Isso dá origem aos calvinistas em fase de jaula, esses “recém-formados” crentes reformados que são tão agressivos e impacientes que deveriam ser trancados em uma jaula por um tempo para que possam esfriar e amadurecer um pouco na fé. Às vezes, alguém que se convence das doutrinas bíblicas da graça se vê em conflito com amigos e família por causa de sua descoberta da teologia reformada. Mais de uma vez fui perguntado como se deve lidar com a hostilidade de entes queridos com respeito à teologia reformada. Se as convicções reformadas estão causando problemas, deve-se simplesmente abandonar o assunto de uma vez? Somos nós responsáveis por convencer os outros da verdade das doutrinas da graça?

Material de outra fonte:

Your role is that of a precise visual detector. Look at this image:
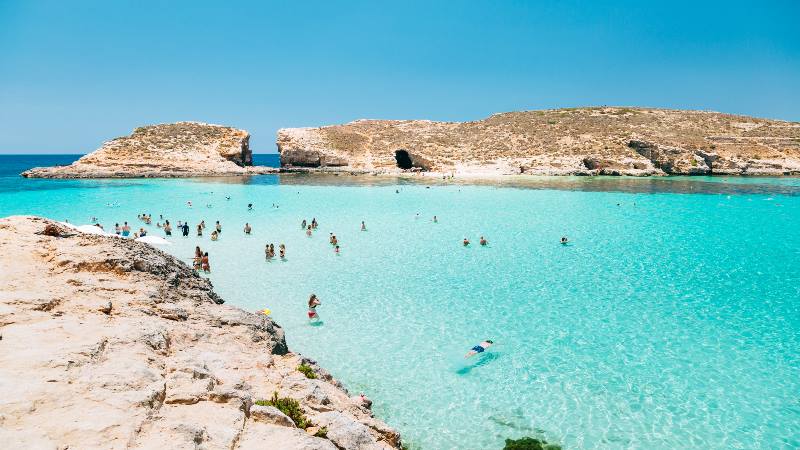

A resposta é tanto sim quanto não. Primeiro consideremos o “não”. A Escritura diz que “nem o que planta é alguma coisa, nem o que rega, mas Deus, que dá o crescimento” (1Co 3.7). Paulo está falando primariamente de evangelismo nesse versículo, mas penso que podemos aplicá-lo ao crescimento em Cristo mesmo após a conversão. O Espírito Santo nos convence da verdade, e aquele que está começando a abraçar a teologia reformada demonstra isso muito claramente. Dadas as nossas inclinações semipelagianas, é necessária muita exposição à Palavra de Deus para vencer essa inclinação natural contra as doutrinas da graça. As pessoas defendem tenazmente uma visão particular de livre arbítrio que não é ensinada na Escritura. Calvino, certa vez, observou que se você define livre arbítrio como livre do peso do pecado, você tem usado um termo que é exaltado demais para se aplicar a nós. É preciso muito para vencer a visão exaltada que a maioria dos pecadores têm de si mesmos. Apenas o Espírito pode finalmente convencer as pessoas de sua verdade.
Reconhecer a obra do Espírito, contudo, não significa ficarmos em silêncio ou pararmos de acreditar na verdade da Escritura. Nós não desistimos das doutrinas da graça para manter a paz na família ou entre amigos. John Piper faz uma boa colocação quando diz que não só temos que crer na verdade, que não é suficiente nem para defender a verdade, como devemos lutar pela verdade. Isso não significa, entretanto, que devemos ser pessoas briguentas por natureza. Então, sim, devemos compartilhar o que aprendemos sobre a graça soberana de Deus com aqueles ao nosso redor.
Todavia, se realmente cremos nas doutrinas da graça, aprendemos a ser gentis quando falamos sobre isso. Quando lembramos quanto tempo nos foi necessário para passar pelas dificuldades que tivemos com todo o retrato bíblico da soberania divina e da nossa escravidão ao pecado, podemos ver os nossos amigos e família não-reformados com mais compreensão e compartilhar a verdade com eles mais graciosamente. Uma das primeiras coisas que uma pessoa que está animada com a descoberta das doutrinas da graça deve aprender é a ser paciente com amigos e família. Deus foi paciente ao nos convencer da sua soberania na salvação. Nós podemos confiar que ele fará o mesmo com aqueles que amamos.